Committee votes unanimously in favor of Sen. Bailey bill to create the Maine Indian Child Welfare Act
AUGUSTA – On Tuesday, the Legislature’s Judiciary Committee voted in favor of a bill from Sen. Donna Bailey, D-Saco, that would enshrine protections for Maine Indian children and their families into state law. An amended version of LD 1970, “An Act to Enact the Maine Indian Child Welfare Act,” received unanimous support from present committee members.
“Maine and the U.S. have come a long way over the past decades to reconcile, heal and improve how our government interacts with tribal nations and Indian families. Unfortunately, even as we seek to further this progress, there are some who seek to roll things back,” said Sen. Bailey. “This bill will ensure Maine keeps doing the right thing, regardless of what happens in Washington, D.C., or elsewhere in the country. I thank my fellow committee members for their strong support.”
The Maine Indian Child Welfare Act would establish procedures and standards for cases concerning custody proceedings, foster care placements, termination of parental rights and adoptions involving Indian children.
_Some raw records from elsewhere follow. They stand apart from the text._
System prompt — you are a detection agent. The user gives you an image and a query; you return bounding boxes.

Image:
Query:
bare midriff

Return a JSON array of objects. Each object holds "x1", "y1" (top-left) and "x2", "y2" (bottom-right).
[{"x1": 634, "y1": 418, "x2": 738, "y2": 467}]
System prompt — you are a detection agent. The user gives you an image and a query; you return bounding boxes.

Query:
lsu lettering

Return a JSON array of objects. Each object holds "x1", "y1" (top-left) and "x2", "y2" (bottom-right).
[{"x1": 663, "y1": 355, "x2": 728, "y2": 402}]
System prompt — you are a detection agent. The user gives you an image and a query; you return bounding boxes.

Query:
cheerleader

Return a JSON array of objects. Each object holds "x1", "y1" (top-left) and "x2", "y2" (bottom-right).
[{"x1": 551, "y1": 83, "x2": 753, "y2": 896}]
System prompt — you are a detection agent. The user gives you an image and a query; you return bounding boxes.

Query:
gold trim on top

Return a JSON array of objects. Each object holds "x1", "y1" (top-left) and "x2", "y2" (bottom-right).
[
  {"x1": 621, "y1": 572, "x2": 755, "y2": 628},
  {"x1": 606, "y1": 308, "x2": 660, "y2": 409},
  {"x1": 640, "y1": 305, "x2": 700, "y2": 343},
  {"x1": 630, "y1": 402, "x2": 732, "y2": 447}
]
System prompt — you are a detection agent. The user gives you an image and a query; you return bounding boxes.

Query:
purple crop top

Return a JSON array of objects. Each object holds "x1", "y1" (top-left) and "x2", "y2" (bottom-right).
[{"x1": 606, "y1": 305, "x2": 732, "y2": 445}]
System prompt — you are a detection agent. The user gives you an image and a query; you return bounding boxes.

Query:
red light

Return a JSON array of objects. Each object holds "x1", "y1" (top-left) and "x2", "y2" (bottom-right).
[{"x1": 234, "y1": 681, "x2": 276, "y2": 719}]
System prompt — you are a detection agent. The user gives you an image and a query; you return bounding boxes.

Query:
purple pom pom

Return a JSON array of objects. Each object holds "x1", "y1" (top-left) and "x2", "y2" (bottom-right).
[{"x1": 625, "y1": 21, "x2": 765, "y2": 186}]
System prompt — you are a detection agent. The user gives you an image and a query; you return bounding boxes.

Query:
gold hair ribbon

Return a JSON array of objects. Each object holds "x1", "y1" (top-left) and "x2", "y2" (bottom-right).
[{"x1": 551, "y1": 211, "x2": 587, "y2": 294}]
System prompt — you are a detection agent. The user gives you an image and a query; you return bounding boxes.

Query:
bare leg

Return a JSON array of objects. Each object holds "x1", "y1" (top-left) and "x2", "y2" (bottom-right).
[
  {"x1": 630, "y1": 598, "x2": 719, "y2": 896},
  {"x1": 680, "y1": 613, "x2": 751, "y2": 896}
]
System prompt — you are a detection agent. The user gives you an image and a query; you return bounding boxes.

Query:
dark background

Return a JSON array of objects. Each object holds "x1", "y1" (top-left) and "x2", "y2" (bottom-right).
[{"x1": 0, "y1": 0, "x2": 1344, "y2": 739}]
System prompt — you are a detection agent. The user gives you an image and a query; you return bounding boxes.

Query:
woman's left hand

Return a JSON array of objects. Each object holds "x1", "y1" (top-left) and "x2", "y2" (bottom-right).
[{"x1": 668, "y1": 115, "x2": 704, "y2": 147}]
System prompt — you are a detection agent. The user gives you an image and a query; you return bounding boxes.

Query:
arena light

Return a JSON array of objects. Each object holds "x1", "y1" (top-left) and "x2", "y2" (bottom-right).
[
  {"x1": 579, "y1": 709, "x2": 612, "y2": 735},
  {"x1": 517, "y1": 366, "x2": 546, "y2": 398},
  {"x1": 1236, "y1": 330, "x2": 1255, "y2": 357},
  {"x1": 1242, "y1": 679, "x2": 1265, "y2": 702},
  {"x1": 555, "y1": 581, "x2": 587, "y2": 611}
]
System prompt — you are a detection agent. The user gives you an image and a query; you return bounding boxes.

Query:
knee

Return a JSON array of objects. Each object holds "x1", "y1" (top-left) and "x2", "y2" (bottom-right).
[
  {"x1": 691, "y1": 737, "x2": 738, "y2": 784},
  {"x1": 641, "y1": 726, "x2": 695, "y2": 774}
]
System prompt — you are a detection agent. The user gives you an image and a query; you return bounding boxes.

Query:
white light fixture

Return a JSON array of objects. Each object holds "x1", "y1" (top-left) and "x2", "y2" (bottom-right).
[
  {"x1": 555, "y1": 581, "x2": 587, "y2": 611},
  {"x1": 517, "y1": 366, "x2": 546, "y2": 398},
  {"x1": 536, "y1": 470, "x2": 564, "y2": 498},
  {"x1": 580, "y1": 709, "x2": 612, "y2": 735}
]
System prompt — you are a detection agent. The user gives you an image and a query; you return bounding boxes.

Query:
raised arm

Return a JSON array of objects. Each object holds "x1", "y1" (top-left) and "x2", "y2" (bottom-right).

In 1978, Congress enacted the Indian Child Welfare Act to address policies and practices that resulted in the wholesale separation of Indian children from their families. State and private agencies were removing as many as 25 to 35% of Indian children from their families and placing many of these children in non-Indian foster and adoptive homes. Congress determined that cultural ignorance and biases within the child welfare system were significant causes of this problem. In light of this, Congress recognized that it is in the best interest of the child to maintain Tribal connections and that children are vital to Tribes’ continued existence. The ICWA aims to “protect the best interests of Indian children and promote the stability and security of Indian Tribes and families.”
The Federal ICWA governs State child-custody proceedings in multiple ways:
- Recognizes Tribal jurisdiction over decisions for their Indian children;
- Establishes minimum federal standards for the removal of Indian children form their families;
- Establishes preferences for placement of Indian children with extended family or other Tribal families;
- Institutes protections to ensure that birth parents’ voluntary relinquishments of their children are truly voluntary.
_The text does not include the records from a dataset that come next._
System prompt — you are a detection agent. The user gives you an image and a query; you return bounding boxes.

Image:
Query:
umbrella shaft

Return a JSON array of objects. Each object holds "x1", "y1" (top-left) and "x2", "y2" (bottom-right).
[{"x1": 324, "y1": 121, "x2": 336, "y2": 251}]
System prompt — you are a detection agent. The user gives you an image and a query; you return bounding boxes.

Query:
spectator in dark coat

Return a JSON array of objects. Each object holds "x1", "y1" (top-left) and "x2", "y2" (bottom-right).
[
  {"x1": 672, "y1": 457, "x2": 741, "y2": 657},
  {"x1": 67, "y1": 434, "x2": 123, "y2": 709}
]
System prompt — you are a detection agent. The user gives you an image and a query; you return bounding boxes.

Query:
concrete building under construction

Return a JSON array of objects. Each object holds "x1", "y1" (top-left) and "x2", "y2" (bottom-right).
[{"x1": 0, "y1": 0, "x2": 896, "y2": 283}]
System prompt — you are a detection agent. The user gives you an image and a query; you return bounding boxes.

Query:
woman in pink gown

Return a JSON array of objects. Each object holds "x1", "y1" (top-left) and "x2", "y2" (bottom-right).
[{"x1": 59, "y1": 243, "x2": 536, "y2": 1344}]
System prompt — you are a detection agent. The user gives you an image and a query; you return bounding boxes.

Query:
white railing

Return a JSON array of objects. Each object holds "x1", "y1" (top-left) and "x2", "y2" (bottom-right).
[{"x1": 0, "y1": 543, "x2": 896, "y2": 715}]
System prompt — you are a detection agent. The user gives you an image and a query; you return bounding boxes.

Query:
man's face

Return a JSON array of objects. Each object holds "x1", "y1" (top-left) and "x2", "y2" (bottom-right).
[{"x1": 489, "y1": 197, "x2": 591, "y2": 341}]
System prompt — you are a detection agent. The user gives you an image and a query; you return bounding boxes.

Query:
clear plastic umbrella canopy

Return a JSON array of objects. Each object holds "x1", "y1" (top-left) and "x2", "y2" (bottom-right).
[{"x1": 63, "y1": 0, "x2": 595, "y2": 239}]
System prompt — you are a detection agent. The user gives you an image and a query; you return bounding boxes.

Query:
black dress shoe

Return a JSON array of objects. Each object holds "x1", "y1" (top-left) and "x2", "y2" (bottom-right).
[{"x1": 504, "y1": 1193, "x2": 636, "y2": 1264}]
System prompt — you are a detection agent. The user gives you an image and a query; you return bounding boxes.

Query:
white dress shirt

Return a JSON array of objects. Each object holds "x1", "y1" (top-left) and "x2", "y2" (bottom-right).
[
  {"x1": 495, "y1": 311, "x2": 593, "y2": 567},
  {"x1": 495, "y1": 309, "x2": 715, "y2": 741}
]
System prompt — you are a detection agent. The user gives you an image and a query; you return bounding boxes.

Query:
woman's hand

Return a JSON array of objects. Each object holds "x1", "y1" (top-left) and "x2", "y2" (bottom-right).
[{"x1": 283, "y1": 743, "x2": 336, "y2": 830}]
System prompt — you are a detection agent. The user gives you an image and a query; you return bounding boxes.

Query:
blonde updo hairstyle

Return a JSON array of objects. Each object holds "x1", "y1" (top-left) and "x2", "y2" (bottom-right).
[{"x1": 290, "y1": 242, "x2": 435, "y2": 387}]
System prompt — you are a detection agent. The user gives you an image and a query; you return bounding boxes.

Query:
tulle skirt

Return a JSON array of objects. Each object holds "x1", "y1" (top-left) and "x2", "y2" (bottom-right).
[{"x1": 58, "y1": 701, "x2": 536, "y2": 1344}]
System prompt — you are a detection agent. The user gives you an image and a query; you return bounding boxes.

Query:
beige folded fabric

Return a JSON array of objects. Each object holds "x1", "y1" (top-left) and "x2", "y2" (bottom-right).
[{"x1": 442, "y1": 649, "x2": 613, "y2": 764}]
The future of the ICWA is currently uncertain, due to a pending case before the US. Supreme Court, Haaland v. Brackeen. Depending on how the court rules, important safeguards for custody and child welfare proceedings involving Indian children and families could be eliminated. LD 1970, which is supported by the Maine Office of Child and Family Services (OCFS), would enshrine these protections in state law, ensuring continuity. The committee amendment adds an emergency clause, ensuring the bill will take effect immediately upon becoming law.
LD 1970 now faces votes in the Senate and House.